In our experiments we used about 15–25 selected reference points to evaluate each route, depending on the length of the route and the visibility of landmarks. The data logged by the traveler’s app is time-synched with the video so that any reference point in the video is associated with the corresponding logging data. In this way, the ground truth location of each reference point may be directly compared with the corresponding location estimated from the logging data.

Finally, we estimated the participant’s average walking speed in each trial simply by dividing the route length by the time it took to traverse the route. We note that in some trials in which the participant used a guide dog, the dog paused at certain points along the path – thus in these cases the average walking speed estimate is an underestimate of the typical walking speed.
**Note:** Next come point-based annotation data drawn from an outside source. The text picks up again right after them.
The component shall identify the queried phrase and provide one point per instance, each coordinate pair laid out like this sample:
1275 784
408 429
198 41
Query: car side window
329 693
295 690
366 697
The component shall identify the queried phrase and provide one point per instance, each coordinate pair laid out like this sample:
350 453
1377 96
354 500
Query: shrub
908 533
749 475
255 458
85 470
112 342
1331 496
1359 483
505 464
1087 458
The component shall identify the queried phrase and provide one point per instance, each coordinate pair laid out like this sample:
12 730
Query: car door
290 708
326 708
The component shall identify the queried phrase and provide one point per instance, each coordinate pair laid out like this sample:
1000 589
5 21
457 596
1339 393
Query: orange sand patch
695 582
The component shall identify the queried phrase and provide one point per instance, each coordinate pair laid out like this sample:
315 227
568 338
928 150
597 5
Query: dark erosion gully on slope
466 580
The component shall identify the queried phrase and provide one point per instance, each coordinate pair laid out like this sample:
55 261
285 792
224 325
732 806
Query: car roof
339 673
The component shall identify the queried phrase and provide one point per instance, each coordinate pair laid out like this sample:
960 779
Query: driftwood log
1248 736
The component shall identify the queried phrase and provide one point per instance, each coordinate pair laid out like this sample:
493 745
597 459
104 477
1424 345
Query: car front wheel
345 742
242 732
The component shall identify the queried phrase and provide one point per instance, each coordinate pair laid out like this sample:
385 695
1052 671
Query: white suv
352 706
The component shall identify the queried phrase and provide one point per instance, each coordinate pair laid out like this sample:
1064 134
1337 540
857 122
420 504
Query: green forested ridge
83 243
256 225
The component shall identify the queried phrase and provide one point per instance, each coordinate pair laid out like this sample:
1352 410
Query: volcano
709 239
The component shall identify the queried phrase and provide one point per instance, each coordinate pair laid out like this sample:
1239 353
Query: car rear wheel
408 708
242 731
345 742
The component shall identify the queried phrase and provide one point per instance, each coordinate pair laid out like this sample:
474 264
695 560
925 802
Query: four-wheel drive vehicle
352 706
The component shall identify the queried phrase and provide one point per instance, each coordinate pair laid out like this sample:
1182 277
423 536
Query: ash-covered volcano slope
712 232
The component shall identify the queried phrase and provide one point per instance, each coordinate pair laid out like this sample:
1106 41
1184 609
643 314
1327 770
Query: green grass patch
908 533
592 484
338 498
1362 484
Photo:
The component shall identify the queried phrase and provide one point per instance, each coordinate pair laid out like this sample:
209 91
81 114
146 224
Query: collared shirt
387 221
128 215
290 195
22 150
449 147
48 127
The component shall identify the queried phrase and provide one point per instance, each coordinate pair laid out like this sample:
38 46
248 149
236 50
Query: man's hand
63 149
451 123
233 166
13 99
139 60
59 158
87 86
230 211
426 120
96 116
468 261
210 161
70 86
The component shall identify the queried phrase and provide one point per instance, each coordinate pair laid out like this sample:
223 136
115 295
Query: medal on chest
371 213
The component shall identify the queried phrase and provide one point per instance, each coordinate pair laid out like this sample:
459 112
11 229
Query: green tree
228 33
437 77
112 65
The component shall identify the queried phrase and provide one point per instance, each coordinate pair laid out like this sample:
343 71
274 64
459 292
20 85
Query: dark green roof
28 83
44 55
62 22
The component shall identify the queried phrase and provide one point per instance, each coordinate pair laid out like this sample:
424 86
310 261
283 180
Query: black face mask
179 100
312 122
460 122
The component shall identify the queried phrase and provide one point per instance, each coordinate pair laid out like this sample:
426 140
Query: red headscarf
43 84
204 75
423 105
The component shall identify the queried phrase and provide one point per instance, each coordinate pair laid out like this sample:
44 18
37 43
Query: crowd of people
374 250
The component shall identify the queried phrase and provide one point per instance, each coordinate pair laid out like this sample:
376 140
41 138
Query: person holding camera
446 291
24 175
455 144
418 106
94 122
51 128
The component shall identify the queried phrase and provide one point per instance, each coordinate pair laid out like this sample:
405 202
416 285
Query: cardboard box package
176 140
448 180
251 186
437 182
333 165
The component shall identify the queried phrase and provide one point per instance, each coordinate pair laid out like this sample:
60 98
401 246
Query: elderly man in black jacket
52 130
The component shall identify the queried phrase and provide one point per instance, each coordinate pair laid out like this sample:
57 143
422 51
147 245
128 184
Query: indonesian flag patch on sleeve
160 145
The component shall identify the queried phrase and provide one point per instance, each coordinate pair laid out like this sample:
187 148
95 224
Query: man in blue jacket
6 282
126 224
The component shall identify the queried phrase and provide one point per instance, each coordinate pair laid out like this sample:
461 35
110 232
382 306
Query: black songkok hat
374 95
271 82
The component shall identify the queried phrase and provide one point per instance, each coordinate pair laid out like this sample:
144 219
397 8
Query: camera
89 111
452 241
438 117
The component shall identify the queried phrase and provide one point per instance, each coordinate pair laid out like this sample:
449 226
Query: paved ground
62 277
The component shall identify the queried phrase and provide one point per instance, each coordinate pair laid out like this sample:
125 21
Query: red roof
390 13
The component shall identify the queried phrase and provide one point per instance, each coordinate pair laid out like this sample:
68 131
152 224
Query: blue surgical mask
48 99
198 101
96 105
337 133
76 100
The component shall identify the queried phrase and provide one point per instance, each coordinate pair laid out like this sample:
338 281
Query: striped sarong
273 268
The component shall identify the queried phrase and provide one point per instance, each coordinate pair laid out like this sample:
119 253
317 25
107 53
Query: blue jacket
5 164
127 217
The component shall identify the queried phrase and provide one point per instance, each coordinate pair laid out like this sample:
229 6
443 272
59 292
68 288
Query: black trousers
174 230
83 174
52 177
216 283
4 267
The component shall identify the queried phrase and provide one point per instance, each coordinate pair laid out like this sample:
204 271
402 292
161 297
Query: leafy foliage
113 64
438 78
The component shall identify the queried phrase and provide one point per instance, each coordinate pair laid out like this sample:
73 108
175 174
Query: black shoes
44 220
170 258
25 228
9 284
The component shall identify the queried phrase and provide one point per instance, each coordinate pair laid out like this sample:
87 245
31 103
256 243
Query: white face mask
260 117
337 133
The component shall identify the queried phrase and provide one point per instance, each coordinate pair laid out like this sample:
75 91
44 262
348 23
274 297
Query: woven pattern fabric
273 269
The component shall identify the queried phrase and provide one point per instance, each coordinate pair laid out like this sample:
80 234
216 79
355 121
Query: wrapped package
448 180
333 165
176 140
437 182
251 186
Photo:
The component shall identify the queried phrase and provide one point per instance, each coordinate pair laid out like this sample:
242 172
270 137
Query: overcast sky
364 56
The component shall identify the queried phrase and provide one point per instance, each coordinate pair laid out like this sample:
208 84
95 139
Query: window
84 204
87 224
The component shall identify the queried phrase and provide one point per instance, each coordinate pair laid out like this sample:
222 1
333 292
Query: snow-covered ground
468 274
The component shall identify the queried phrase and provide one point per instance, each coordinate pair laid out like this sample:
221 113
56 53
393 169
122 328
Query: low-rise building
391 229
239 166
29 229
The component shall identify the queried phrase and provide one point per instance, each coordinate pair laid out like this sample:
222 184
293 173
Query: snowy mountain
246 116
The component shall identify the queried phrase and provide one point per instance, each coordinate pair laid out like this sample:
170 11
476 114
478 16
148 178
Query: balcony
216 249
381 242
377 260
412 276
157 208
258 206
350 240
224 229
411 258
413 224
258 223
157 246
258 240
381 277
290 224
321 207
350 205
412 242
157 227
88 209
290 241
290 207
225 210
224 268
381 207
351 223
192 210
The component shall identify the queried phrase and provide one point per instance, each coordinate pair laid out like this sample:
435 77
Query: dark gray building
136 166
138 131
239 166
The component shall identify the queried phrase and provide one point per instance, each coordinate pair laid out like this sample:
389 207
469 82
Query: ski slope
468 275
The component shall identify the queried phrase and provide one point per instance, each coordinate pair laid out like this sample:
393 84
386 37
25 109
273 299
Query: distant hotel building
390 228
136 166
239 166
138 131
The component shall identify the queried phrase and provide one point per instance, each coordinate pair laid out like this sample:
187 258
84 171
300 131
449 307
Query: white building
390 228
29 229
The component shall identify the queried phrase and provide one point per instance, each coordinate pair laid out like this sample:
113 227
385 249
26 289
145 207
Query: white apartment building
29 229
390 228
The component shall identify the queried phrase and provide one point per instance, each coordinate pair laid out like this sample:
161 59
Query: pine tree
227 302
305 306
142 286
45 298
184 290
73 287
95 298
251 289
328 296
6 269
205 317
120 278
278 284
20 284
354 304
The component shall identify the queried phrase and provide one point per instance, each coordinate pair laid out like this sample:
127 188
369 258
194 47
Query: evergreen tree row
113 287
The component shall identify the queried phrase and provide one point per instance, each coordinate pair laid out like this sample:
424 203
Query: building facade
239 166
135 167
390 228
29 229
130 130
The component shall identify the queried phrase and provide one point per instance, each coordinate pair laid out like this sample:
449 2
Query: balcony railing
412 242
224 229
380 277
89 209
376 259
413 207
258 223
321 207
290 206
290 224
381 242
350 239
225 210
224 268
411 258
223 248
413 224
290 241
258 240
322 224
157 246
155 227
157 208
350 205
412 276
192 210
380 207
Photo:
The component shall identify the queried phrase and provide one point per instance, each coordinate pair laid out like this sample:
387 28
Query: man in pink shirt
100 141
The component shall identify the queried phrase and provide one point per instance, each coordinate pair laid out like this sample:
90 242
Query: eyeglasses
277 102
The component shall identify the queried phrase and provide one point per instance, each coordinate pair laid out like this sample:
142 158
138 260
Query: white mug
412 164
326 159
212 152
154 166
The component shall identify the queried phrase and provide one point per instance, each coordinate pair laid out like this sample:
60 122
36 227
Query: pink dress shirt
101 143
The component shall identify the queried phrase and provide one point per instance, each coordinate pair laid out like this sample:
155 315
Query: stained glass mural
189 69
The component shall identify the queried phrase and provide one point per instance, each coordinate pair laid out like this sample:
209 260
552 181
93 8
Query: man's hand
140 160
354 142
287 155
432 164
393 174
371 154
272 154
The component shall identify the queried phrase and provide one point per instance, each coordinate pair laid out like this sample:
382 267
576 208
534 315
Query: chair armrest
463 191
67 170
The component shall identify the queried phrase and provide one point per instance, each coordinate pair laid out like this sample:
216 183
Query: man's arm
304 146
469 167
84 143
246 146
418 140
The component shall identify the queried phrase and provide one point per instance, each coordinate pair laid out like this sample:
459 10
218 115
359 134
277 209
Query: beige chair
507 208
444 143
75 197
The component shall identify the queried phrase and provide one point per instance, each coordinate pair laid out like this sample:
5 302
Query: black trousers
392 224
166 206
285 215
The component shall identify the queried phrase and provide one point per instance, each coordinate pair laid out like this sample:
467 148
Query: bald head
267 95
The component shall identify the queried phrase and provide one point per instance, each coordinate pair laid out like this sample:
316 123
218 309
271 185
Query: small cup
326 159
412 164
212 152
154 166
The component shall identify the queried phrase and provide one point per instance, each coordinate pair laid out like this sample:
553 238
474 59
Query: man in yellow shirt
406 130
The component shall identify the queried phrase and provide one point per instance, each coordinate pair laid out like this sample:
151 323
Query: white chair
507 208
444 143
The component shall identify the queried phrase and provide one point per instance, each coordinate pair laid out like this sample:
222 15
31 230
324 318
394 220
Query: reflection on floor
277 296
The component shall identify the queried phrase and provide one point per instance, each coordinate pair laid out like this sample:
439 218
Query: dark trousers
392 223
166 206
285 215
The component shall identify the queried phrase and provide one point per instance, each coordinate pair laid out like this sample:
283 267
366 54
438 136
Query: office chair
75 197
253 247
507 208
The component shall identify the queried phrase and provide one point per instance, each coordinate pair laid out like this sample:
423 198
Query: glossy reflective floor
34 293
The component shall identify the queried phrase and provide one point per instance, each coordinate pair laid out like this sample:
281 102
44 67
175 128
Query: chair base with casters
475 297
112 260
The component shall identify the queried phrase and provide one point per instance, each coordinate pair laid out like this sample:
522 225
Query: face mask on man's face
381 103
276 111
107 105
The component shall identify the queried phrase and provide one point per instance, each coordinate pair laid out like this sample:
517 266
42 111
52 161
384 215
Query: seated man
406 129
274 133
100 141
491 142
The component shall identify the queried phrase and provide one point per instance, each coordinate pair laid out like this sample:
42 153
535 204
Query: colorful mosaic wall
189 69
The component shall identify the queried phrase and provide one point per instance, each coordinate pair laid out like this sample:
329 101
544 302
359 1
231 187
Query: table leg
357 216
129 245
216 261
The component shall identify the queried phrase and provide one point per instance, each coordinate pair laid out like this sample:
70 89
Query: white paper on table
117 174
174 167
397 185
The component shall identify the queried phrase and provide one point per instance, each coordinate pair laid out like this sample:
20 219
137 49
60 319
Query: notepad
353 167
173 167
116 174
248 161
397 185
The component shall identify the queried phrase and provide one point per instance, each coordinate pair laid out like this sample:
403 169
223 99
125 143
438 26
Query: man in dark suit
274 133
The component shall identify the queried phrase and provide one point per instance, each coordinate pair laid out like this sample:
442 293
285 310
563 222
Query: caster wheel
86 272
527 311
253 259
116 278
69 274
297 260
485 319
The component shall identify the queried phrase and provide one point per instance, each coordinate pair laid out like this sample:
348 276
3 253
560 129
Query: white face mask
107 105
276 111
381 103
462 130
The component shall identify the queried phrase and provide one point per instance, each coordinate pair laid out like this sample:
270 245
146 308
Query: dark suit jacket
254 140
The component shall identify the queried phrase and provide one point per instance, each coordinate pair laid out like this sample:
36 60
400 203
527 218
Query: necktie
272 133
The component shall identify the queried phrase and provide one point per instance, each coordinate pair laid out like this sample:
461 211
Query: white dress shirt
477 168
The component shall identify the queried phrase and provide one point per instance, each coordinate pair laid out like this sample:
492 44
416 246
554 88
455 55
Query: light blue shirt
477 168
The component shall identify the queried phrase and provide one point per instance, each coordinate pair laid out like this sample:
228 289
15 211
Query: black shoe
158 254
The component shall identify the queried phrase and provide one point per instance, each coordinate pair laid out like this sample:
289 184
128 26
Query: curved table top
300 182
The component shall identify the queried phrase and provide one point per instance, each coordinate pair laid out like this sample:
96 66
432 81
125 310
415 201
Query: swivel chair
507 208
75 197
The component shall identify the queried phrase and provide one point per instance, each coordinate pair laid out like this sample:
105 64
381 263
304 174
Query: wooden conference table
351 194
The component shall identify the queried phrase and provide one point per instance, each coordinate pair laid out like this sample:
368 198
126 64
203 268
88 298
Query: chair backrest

We conducted a formative study that took place on one floor of the main Smith-Kettlewell office building, with dimensions 39 m × 21 m (Fig. 1c). A total of 41 barcode signs (Fig. 1b) were posted on the walls. In all the experimental trials the experimenter followed the participant from a few meters behind, recorded video of the participant’s movements, and issued verbal directions (e.g., “turn left in 5 ft”) to guide the participant in real time along the desired route; he also acted as a safety monitor, ready to intervene if necessary to avoid a collision or tripping hazard. Each route (Fig. 1c) was a closed circuit, R1 (77 m long) and R2 (58 m long). Participants were instructed to walk with whatever travel aid they wished to use (white cane or guide dog), and in each trial they either held the smartphone in one hand or else attached it to the strap of a satchel (small shoulder bag) that they wore. Before participants used the system, we explained how it worked, including the audio feedback to help them maintain a horizontal line of sight and the need to avoid moving the camera quickly (which causes motion blur and thereby degrades the image quality) or covering the camera lens with the hands.

The study began with a brief evaluation of the system by one blind participant (P0), which allowed us to test the system, our training procedure and experimental protocol and then refine it before testing with three additional participants (P1–P3). In all, the four participants included two females and two males, with ages ranging from 24–40 years; two of them had no form or light perception, and the other two had very limited form and light perception (e.g., allowing them to perceive large objects and shadows).

Participant P0 used a white cane, but was unable to handle the cane while holding the phone, so we only tested him using the satchel. He completed route R1 in both directions (clockwise and counterclockwise), for a total of two trials.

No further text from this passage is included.